Andreas Maercker studied medicine and psychology in East Germany. He graduated as M.D. in 1986 at the Humboldt University of Berlin. From 1988 to 1989 he was a political prisoner in the GDR for ten months due to an escape attempt to the Federal Republic (sentenced to two years in prison and earlier "redeemed" by the Federal Republic of Germany). In 1995 he graduated as Ph.D. with a study conducted at the Max Planck Institute for Human Development in Berlin supervised by psychologist Paul B. Baltes. In 1999, he became a psychology professor at TU Dresden. Since 2005, he holds the chair of Psychopathology and Clinical Intervention at the University of Zurich. Since 2011, he has chaired the working group "Stress-associated disorders" for ICD-11 revision by World Health Organization. [1] In 1998, he co-founded the German language Society for Psychotraumatology (Deutschsprachige Gesellschaft für Psychotraumatologie) and served as its president. [2] In 2017, he also co-founded the European Association for Clinical Psychology and Psychological Treatment (EACLIPT) and serves as its secretary. [3] Starting in 2017, he is chairperson of the commission "Instrumentalization of Psychology in the GDR" of the German Psychological Society on Stasi psychology. [4]
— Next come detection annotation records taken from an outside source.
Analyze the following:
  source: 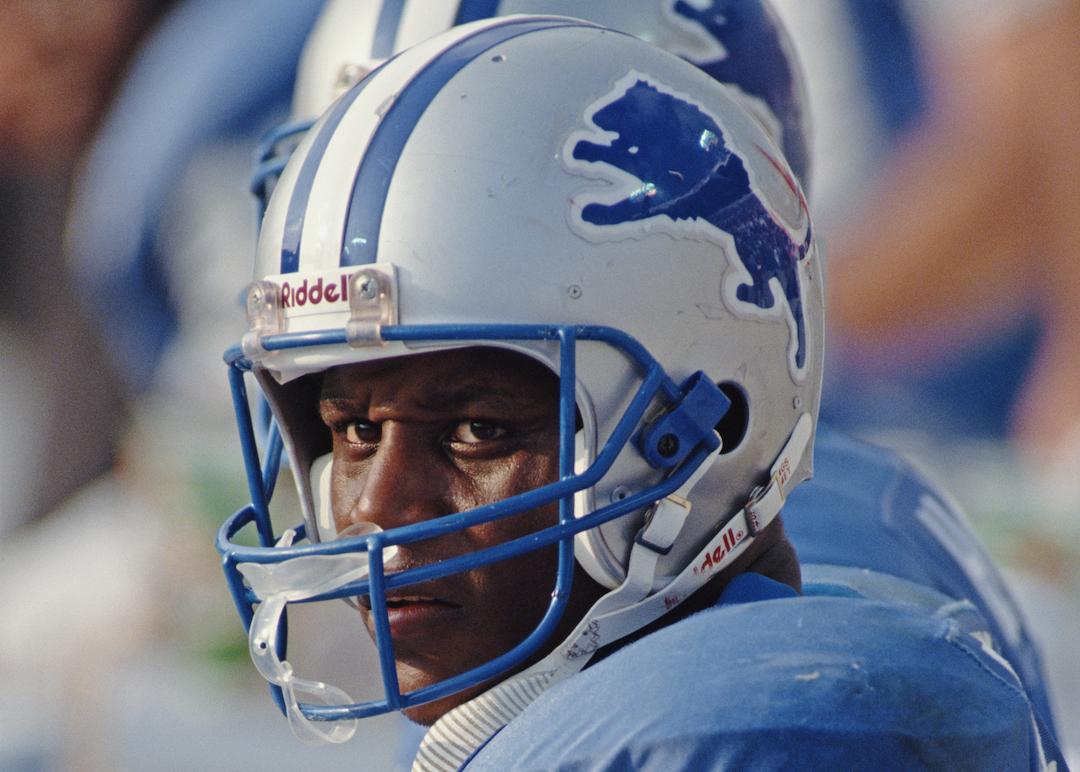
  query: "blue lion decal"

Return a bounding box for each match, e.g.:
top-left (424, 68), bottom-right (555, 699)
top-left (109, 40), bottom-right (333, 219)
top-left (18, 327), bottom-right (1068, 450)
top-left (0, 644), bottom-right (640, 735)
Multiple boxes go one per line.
top-left (572, 80), bottom-right (811, 369)
top-left (671, 0), bottom-right (810, 181)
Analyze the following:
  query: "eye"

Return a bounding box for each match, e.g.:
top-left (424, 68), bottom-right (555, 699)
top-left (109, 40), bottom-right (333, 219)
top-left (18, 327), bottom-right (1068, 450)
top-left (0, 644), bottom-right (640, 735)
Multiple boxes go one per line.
top-left (448, 421), bottom-right (507, 445)
top-left (345, 420), bottom-right (381, 445)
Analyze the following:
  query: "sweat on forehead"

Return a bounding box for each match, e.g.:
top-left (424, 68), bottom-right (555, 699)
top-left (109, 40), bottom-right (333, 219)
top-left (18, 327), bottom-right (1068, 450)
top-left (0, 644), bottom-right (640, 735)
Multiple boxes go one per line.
top-left (321, 347), bottom-right (558, 402)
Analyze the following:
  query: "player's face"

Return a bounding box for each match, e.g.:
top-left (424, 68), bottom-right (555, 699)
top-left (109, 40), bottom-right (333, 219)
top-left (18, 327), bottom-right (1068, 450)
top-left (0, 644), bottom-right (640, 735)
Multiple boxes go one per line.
top-left (320, 349), bottom-right (583, 722)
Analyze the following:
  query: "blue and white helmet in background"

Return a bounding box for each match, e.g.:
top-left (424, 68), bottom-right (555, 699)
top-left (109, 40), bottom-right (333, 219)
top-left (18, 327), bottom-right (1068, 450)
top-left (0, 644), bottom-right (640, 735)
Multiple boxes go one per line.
top-left (218, 16), bottom-right (822, 741)
top-left (253, 0), bottom-right (811, 214)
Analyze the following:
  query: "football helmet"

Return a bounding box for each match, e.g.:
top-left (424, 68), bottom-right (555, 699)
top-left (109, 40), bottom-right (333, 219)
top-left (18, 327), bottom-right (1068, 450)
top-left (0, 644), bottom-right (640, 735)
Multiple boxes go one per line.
top-left (217, 16), bottom-right (822, 755)
top-left (252, 0), bottom-right (810, 220)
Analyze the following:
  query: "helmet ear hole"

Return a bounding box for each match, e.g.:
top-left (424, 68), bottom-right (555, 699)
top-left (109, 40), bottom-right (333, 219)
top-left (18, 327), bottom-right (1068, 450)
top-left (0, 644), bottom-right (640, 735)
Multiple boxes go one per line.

International contributions of his work are a new diagnosis model of adjustment disorder, the introduction of complex post-traumatic stress disorder and prolonged grief disorder to ICD-11. In PTSD research he developed assessments of socio-interpersonal risk and protective factors: "Disclosure of trauma questionnaire (Dysfunctional disclosure)", [5] "Social acknowledgement as victim", [6] and "Revised Sense of Coherence Scale" [7] that had been translated into Polish, Bahasia Indonesian, and Chinese. Based on these factors he developed the "Social interpersonal model of PTSD". [8] This model posits that social and interpersonal factors play a more central role than biological factors or memory-related alterations. Currently, the model gets extended into cultural factors relevant to PTSD (e.g. values, scripts). [9] With regard to lifespan consequences of trauma he developed the "Janus-Face-Model of posttraumatic growth" [10] (together with Tanja Zöllner). This model differentiates previous uniformly positive models of post-traumatic growth. [11] [12] Other models of mental disorder or phenomena development concern, e.g. the "motivational reserve" (parallel to cognitive reserve) [13] (with S. Forstmeier) of older people which is based on life and learning history resources and is assumed to temporarily compensate for a dementia-induced reduction in intelligence and general abilities. [14] In intervention research, he was one of the early developers of Internet interventions for posttraumatic stress, prolonged grief disorder, adjustment disorder in German language and other languages. [15] [16] In 2020, he was among the 'Highly Cited Researchers' of the year, recognized annually by Web of Science for their exceptional research performance.
In cultural clinical psychology, two topics were in the foreground: the "cultural scripts of trauma sequelae" and " historical trauma" according to the concept of Maria Yellow Horse Brave Heart. For the Global North, these cultural scripts of trauma sequelae are largely congruent with the codified diagnoses of PTSD and Complex PTSD. A parallel study using emic and etic methods, ongoing since 2022, analyzes cultural scripts of trauma sequelae in Switzerland, Rwanda, Georgia, China, and Israel. Historical trauma is operationalized as individual and especially socio-psychological long-term effects, perpetuated by discrimination or marginalization of victims and their subsequent generations. In this area, he and colleagues are conducting comparative studies of trauma in different regions of the world (e.g. [17]).